Everything’s said, Everything’s done
They go and they come.
Do they know what for?
Out the window they stare
Out of boredom they glare
What is this mirage,
They call life –ignored.
Certainly much comes from nothing. If it hadn’t been for a visceral explosion this morning I would have remained in bed. I got up decidedly to invent the purpose of a new day. To reveal something new that might have been irrevocably lost in the dark domains of oblivion.
At last I made it to the beach. In company of flying birds I stared at the calm waters as the fading light of the sun wrestled in the small crests and troughs of the seawater.

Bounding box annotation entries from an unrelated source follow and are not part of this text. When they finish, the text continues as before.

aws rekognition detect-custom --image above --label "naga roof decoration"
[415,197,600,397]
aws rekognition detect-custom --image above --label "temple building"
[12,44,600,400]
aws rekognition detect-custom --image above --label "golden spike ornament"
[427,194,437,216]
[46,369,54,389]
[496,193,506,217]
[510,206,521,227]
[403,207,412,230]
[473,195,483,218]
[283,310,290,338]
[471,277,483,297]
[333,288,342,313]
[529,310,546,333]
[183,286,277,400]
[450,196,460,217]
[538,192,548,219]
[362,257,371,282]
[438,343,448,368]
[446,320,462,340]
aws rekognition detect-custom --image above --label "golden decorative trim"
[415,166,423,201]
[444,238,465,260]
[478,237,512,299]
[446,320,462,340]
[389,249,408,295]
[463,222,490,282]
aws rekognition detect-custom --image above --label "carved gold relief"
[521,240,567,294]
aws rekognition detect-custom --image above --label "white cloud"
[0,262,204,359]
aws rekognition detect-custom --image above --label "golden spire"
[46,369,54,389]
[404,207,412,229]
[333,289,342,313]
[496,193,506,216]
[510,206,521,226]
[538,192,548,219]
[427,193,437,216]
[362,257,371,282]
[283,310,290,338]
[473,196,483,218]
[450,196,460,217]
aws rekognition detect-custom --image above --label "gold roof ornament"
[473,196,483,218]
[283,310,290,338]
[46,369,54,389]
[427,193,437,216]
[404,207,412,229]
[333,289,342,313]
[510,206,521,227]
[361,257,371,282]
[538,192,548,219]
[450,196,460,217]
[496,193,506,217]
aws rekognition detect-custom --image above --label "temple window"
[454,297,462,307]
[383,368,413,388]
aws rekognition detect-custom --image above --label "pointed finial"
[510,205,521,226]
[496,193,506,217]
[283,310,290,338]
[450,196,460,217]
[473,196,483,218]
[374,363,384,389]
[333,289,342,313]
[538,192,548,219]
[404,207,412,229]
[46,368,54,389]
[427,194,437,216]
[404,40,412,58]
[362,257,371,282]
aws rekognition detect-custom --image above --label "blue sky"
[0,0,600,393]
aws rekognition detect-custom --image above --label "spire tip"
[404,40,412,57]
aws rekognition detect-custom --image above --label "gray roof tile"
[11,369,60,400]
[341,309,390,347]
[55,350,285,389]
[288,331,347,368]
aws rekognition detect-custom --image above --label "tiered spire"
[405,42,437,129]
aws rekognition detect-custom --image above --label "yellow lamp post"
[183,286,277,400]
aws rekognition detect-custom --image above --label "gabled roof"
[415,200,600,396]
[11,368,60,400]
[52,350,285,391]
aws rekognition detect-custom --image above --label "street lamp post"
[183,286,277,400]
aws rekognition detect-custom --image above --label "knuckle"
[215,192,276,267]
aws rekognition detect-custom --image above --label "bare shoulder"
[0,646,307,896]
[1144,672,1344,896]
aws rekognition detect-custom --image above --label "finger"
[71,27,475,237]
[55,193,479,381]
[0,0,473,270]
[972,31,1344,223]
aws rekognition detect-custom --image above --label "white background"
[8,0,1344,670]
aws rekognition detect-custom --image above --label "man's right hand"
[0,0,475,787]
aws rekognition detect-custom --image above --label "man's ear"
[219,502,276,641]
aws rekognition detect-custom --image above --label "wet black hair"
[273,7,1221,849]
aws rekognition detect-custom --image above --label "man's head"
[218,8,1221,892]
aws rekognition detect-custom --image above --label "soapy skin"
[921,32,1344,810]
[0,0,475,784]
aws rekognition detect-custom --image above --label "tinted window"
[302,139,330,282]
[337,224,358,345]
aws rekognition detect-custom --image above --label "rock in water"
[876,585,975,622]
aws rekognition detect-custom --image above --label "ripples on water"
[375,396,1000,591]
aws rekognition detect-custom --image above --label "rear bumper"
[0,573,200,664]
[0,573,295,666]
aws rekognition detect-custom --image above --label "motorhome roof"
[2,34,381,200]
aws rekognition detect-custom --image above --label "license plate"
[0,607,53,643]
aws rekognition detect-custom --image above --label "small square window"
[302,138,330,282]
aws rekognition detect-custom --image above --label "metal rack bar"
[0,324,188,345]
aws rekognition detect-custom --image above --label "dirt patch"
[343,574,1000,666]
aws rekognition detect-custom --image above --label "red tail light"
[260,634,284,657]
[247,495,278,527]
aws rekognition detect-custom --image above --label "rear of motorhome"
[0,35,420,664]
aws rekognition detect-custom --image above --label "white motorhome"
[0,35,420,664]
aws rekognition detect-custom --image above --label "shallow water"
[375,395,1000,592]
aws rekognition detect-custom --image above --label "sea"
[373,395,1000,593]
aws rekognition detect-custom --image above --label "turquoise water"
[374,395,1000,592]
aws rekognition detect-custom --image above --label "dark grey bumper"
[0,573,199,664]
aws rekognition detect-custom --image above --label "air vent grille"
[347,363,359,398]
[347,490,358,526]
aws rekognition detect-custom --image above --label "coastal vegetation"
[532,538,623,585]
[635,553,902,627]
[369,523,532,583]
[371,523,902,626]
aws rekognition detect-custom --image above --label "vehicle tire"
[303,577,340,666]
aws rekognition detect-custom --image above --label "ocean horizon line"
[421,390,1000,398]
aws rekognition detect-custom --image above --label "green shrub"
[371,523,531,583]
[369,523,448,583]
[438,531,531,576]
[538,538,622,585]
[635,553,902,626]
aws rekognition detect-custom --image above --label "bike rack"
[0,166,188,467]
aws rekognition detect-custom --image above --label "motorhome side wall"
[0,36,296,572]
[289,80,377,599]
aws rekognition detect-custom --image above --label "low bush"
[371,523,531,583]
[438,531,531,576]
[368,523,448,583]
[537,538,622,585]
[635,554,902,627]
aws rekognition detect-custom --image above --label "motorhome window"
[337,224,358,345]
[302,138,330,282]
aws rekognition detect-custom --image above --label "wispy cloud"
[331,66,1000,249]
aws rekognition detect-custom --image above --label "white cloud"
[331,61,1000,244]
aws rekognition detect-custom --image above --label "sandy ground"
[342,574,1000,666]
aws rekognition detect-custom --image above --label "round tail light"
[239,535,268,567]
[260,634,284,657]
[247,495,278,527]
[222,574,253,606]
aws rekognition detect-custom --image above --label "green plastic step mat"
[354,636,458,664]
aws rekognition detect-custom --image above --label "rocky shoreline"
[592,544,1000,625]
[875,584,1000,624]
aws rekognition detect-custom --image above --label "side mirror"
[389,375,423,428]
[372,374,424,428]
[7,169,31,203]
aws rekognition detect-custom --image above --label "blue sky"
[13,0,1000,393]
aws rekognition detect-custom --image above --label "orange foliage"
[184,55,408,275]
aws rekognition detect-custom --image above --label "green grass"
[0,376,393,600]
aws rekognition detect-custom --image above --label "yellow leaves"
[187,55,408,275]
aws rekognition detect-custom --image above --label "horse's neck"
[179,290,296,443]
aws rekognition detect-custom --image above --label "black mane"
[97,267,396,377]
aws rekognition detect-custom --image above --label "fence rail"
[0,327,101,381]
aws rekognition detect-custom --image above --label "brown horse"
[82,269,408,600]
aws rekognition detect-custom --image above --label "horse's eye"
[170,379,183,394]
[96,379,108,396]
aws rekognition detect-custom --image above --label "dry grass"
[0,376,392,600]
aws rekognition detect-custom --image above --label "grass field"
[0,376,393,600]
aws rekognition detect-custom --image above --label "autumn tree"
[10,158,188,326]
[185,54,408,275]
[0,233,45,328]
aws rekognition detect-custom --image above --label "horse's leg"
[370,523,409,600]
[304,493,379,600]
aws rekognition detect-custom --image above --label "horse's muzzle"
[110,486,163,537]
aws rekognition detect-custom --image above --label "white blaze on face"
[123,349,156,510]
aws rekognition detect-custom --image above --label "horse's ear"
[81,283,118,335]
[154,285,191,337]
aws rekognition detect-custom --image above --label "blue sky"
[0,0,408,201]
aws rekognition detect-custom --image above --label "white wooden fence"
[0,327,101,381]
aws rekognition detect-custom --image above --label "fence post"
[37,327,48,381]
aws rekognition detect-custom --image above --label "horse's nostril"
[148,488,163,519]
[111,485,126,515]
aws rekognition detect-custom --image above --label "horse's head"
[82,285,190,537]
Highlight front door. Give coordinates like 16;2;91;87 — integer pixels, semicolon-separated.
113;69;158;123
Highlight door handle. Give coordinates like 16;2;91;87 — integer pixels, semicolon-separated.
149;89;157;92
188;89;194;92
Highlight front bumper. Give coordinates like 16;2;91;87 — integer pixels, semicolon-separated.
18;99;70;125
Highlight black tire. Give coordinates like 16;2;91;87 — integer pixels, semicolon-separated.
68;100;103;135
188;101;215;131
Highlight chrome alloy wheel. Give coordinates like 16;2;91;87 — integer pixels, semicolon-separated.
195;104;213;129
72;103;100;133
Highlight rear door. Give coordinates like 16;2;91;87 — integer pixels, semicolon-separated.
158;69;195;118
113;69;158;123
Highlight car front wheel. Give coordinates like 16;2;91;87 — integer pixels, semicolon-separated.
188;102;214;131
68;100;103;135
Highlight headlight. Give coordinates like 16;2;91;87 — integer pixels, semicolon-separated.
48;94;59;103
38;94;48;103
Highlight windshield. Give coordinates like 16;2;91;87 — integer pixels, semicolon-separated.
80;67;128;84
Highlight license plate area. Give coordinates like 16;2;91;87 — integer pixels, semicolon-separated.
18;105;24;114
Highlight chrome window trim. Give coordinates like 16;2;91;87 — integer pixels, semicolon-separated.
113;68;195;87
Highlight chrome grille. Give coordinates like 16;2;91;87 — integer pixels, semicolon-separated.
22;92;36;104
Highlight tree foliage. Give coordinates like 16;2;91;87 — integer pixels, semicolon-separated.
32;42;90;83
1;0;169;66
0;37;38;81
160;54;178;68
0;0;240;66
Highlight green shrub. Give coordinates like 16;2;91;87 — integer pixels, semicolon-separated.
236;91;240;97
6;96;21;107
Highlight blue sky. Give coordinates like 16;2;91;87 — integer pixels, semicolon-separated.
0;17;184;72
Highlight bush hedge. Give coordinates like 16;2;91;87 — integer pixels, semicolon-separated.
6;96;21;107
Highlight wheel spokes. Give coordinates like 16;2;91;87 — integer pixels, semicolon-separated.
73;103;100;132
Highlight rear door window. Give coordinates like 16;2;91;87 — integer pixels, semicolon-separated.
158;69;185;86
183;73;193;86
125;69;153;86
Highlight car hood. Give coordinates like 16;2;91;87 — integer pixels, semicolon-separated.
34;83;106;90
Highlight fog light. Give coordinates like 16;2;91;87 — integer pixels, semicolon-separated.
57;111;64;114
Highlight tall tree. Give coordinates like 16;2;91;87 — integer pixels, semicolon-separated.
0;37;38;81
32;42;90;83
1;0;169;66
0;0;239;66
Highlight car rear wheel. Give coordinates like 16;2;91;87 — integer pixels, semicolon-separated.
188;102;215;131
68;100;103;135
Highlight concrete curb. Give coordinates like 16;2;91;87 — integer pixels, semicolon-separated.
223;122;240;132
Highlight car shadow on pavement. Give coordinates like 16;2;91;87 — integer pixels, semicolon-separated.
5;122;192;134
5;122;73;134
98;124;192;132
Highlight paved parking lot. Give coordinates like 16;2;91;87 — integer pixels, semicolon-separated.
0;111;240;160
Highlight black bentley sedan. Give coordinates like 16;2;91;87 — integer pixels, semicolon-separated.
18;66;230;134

I often think that I think too much. My kindred float passively in the mellow currents of the water whereas I spend my days in search of something more profound than the shallow depths of the shore. My relatives reproached me for coming too near to humans, ‘that beastly parasitic race’ they call them. But I’ve found much that is agreeable in the human world, and although I don’t belong to it I hope I can visit it without impertinence. I see much more of their world down here at one foot from the ground. I hope my words will be received as something more than mere quackery. A duck has much more to say than just QUACK.
I will retire now. Those that will like to visit me can do so every afternoon at six o’clock at the small beach in Hellerup. I am a Mallard duck, with a metallic green head and neck separated from my purplish-brown breast by a white ring. Do not fear to wake me from my deep trances when I stare out into the open sea. I do often for I am in pursuit of something, something I cannot yet come to define.